Tuesday, April 7, 2009

Sobering reality facing beat writers

After reading this, one can only wonder how many people will be voting on the HOF a few years from now, before the online guys (Neyer, Law, etc.) are eligible:

"I certainly recognize where things are going," says Jack O'Connell, secretary of the Baseball Writers Association of America, the venerable 101-year-old membership organization for the profession. "I certainly see the dark clouds."
The changing world was on vivid display recently at McKechnie Field in Bradenton, Fla., the spring home of the Pittsburgh Pirates. Opened in 1923 during the golden age of sportswriting, it held its first-ever night game last March -- 20 years after the lights first went on over Chicago's Wrigley Field. At a March 22 game between the Pirates and the Cincinnati Reds two writers from Pittsburgh papers were in attendance, along with two reporters from Major League Baseball's Web site. The Pittsburgh chapter of the BBWAA is down to nine members, an all time low, from 20 in 1988.
Sad times, interesting times. Crises create opportunities. The internet has become the medium of choice, cheaper, faster, better (sometimes), worse (sometimes, too).

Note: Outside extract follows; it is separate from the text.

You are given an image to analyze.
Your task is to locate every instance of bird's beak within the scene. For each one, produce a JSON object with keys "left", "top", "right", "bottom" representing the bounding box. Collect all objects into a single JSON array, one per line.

We're witnessing a tectonic shift. Hell, friends of ours, like Craig from Shysterball (and his partner in crime Aaron Gleeman, as well as many others) have moved from the blogosphere like this, to a larger platform, and now writes for NBC. That's pretty darned cool. Guys (and gals) with the talent and passion to perform will be elevated where once there was no entry into the "good old boys club" that was the BBWAA. Now, if we can only figure out the financial side of the model for the small fish...

I find this fascinating.

1 comment:

bcrespi said...

If I'm not mistaken, I think BBWAA members retain their voting rights like a Supreme Court seat, until they die. However, I'm not 100% sure about this. If I am correct, we won't have to worry about the numbers voting, though the quality certainly won't get any better.